Things just… weren’t exactly going as planned right now. [Set sometime after Volume 6, Episode 4]
Notes:  So this is completely dedicated to @undeadwicchan​ who’s post here inspired me to do a character study on the three Oz’s (Ozma, Oscar and Ozpin). Beyond briefly utilizing the idea of Ozma coming to the rescue for Oscar, it doesn’t actually have much to do with the framework of the post itself - which, all the kudos to you for such a kickass headcanon; it would be seriously awesome to see executed in true canon. Nevertheless, with this volume making me all sorts of fond for the precious trio, this was just the jolt I needed to get writing something of my own!
~
It had been a long time since Ozma had been required to surface to the full forefront of control.
But Oscar, young and inexperienced as he was, could not handle the swarm that overtook Brunswick Farms. Roused by the cries for help, he swiftly took the reigns and joined the fight alongside team RWBY and Qrow. Yet, hindered without Ozpin’s melee experience, he relied entirely on his magic to combat the force – tipping them all off that he was neither of the two they had come to expect to see.
As soon as the last Grimm faded, they turned on him, as he expected they would.
“What are you doing here?” Sir Branwen’s voice was as sharp as his weapon. Unlike his kin, fear did not shake him; he stood taller in the face of adversary. Were the man a true bird, one might believe such a valiant personality would go up against even an eagle. It was a quality that was hard not to admire.
But when faced with it in opposition, even dug deep in their mind as he was, he could feel the pang from Ozpin’s heart. He fathomed that no matter how many times he was reborn, there would always be those select few that their desertion would strike hard enough to unbalance them. It was just unfortunate that those around them often forgot the fact they were still entirely human themselves.
“Do you know how many lifetimes I have led?” Ozma questioned. He turned to face them, their combined ire doing nothing to weigh him. “Ninety-three. The ninety first and second were the closest we’ve ever gotten to unifying humanity. A hundred years to end a war and bring about comradeship among our kingdoms. To create technology and advancements the world had never seen before. To build the schools and raise a defense force for the many less-abled.” He stepped forward, his voice rising with his righteous fury, “And one night was all it took to see so much of that undone. One night for irreparable damage to be done.” He looked to Lady Xiao Long as he said this, watching as her gaze averted. He turned to Lady Belladonna and Lady Schnee next, “For fear and uncertainty to halt us.” Finally, to Lady Rose and Sir Branwen, “Or for those to be lost that could never be returned.”
The snow crunched underfoot as Qrow challenged him, “That’s not-”

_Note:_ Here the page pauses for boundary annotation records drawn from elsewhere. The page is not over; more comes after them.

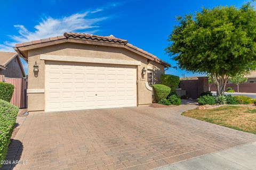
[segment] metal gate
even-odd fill
[[[14,86],[14,90],[10,103],[20,108],[27,108],[27,78],[11,78],[0,75],[0,81],[11,83]]]

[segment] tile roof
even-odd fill
[[[0,52],[0,65],[5,67],[17,54],[16,53]]]
[[[113,35],[110,35],[109,36],[100,36],[91,34],[74,32],[65,32],[64,33],[63,35],[67,37],[67,38],[70,37],[78,38],[80,39],[91,39],[93,40],[96,40],[98,41],[107,41],[109,42],[119,42],[124,44],[126,44],[128,42],[127,40],[120,38],[117,38]]]
[[[26,47],[28,46],[30,46],[33,45],[38,44],[42,44],[50,41],[57,41],[62,39],[68,39],[69,38],[71,39],[84,39],[84,40],[95,40],[95,41],[107,41],[109,42],[112,43],[118,43],[118,44],[124,44],[125,46],[131,48],[133,50],[135,50],[138,52],[139,52],[141,53],[143,53],[145,55],[146,55],[149,57],[153,57],[155,61],[156,62],[160,62],[161,63],[164,64],[166,66],[170,66],[170,64],[159,59],[156,56],[138,48],[136,46],[132,45],[131,44],[128,43],[128,41],[126,40],[117,38],[113,36],[113,35],[110,35],[109,36],[96,36],[90,34],[86,34],[86,33],[74,33],[74,32],[65,32],[63,34],[63,36],[57,36],[55,37],[51,37],[49,38],[46,39],[41,39],[40,40],[32,41],[30,42],[23,42],[21,44],[16,44],[15,47],[19,48],[22,47]]]

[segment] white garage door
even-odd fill
[[[137,106],[135,66],[45,64],[45,112]]]

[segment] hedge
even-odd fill
[[[0,99],[0,162],[4,160],[19,109]],[[0,164],[0,167],[1,165]]]
[[[171,88],[163,84],[153,84],[152,86],[156,101],[165,99],[171,92]]]
[[[171,74],[161,74],[160,76],[161,84],[170,87],[172,91],[175,91],[180,83],[180,78]]]
[[[10,102],[14,89],[14,86],[12,84],[0,82],[0,99]]]

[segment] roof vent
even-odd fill
[[[113,35],[111,35],[109,36],[108,36],[110,38],[116,38]]]

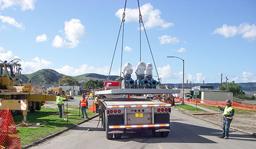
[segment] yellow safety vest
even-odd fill
[[[95,100],[94,100],[94,104],[98,104],[98,97],[95,98]]]
[[[65,98],[63,98],[60,96],[57,96],[56,97],[56,104],[62,105],[62,101],[65,100]]]
[[[224,112],[223,113],[223,115],[230,114],[231,111],[234,108],[232,106],[231,106],[230,107],[226,106],[224,109]],[[232,118],[232,117],[229,117],[229,118]]]

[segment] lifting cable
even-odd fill
[[[153,60],[153,63],[154,63],[154,65],[155,66],[155,71],[156,72],[156,74],[158,76],[158,81],[160,81],[160,78],[159,78],[159,76],[158,75],[158,70],[156,69],[156,67],[155,65],[155,60],[154,59],[154,56],[153,56],[153,53],[152,53],[152,50],[151,50],[151,48],[150,47],[150,44],[148,41],[148,38],[147,37],[147,32],[146,32],[146,29],[145,29],[145,26],[144,26],[144,23],[142,20],[142,15],[141,15],[141,8],[139,7],[139,0],[137,0],[138,1],[138,7],[139,7],[139,23],[142,23],[142,25],[143,26],[143,29],[144,29],[144,32],[145,32],[145,35],[146,35],[146,38],[147,38],[147,43],[148,44],[148,47],[150,50],[150,53],[151,54],[151,56],[152,56],[152,59]],[[141,25],[140,25],[141,26]],[[139,28],[139,30],[141,30],[141,28]],[[141,38],[141,37],[140,37]],[[140,39],[141,40],[141,39]],[[141,45],[141,43],[140,44]]]
[[[160,81],[160,78],[159,78],[159,76],[158,74],[158,70],[156,69],[156,67],[155,65],[155,60],[154,59],[154,56],[153,56],[153,53],[152,52],[152,50],[151,50],[151,48],[150,47],[150,44],[149,43],[149,40],[148,40],[148,38],[147,37],[147,32],[146,32],[146,29],[145,29],[145,27],[144,26],[144,23],[142,20],[142,15],[141,15],[141,8],[139,6],[139,0],[137,0],[138,1],[138,9],[139,9],[139,52],[140,52],[140,55],[139,55],[139,61],[141,61],[141,24],[142,24],[142,26],[143,27],[143,29],[144,29],[144,32],[145,33],[145,35],[147,39],[147,43],[148,44],[148,47],[149,47],[149,49],[150,50],[150,53],[151,55],[151,57],[152,57],[152,59],[153,60],[153,63],[154,63],[154,65],[155,66],[155,71],[156,72],[156,74],[158,76],[158,81]],[[119,32],[118,32],[118,35],[117,36],[117,42],[115,43],[115,49],[114,51],[114,53],[112,57],[112,61],[111,62],[111,65],[110,65],[110,68],[109,69],[109,75],[107,77],[107,81],[109,80],[109,76],[110,74],[110,72],[111,72],[111,69],[112,68],[112,65],[113,65],[113,62],[114,60],[114,57],[115,56],[115,51],[117,49],[117,43],[118,42],[118,39],[119,39],[119,36],[120,35],[120,32],[121,32],[121,30],[122,28],[122,26],[123,27],[123,30],[122,30],[122,51],[121,51],[121,65],[120,65],[120,78],[121,78],[121,74],[122,74],[122,58],[123,58],[123,33],[124,33],[124,30],[125,30],[125,9],[126,7],[126,2],[127,2],[127,0],[125,0],[125,7],[123,9],[123,13],[122,15],[122,22],[120,25],[120,27],[119,29]]]
[[[112,68],[113,61],[114,61],[114,57],[115,56],[115,51],[117,49],[117,43],[118,43],[119,36],[120,35],[120,31],[121,31],[121,29],[122,28],[122,25],[123,24],[123,23],[125,22],[125,9],[126,7],[126,2],[127,2],[127,0],[125,0],[125,9],[123,9],[123,18],[122,19],[122,22],[120,24],[120,27],[119,28],[118,35],[117,36],[117,42],[115,43],[115,50],[114,51],[114,53],[113,55],[112,61],[111,61],[110,68],[109,69],[109,75],[108,76],[108,77],[107,77],[107,80],[106,80],[107,81],[109,81],[109,76],[110,75],[111,69]],[[122,71],[122,69],[121,69],[121,71]],[[121,78],[121,74],[120,74],[120,78]]]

“One mere hour for you all to lose your confidence.” He swept his cane in indication of them, stalling it to point to the man. When only silence reigned, Ozma placed it down, crossing his hands over the top. “I am not naïve to what the power of destruction can do. It is in it that has my former love so lost.” He shut his eyes, briefly seeking the one locked away; but Ozpin still was not ready to give up the key. “It is in that, I find myself lost as well.”
“Then how can you ask us to fight an enemy we can’t beat?!” Yang snapped, her fire refueled. Another quality that was easy to admire, but when misdirected, became her greatest obstacle.
“Then I will not.” He replied simply. “I instead ask you to fight for what is right. Every moment we delay is a chance for Salem to continue her advance. Atlas and Shade are no doubt her next targets. Every life we can save by merely intervening is worth it. However, whether you stand by me for that end or not is only a choice you can make.” He walked past them, heading back for the farmhouse they had come to make their own.
“Where are you going?” Asked Lady Schnee.
“To lie down. I used a tad too much magic. Oscar will need time to recover.” He paused, glancing over his shoulder. “And he, like all of you, needs time to consider what he truly wishes to do.” He continued onward.
What I wish to do? Oscar repeated faintly.
Did you truly not believe you had a choice? He thought back.
Silence was his only answer.
Ozma quickened his step just so. It seems he had more work to do.
~
When Oscar awoke, he was neither on the couch he had laid down on nor in the farmhouse at all. Above him were the branches of trees, sunlight streaming through and dappling along the ground, confusing him with their lack of snow and cold. As he sat up, it was with a start he realized he was not alone.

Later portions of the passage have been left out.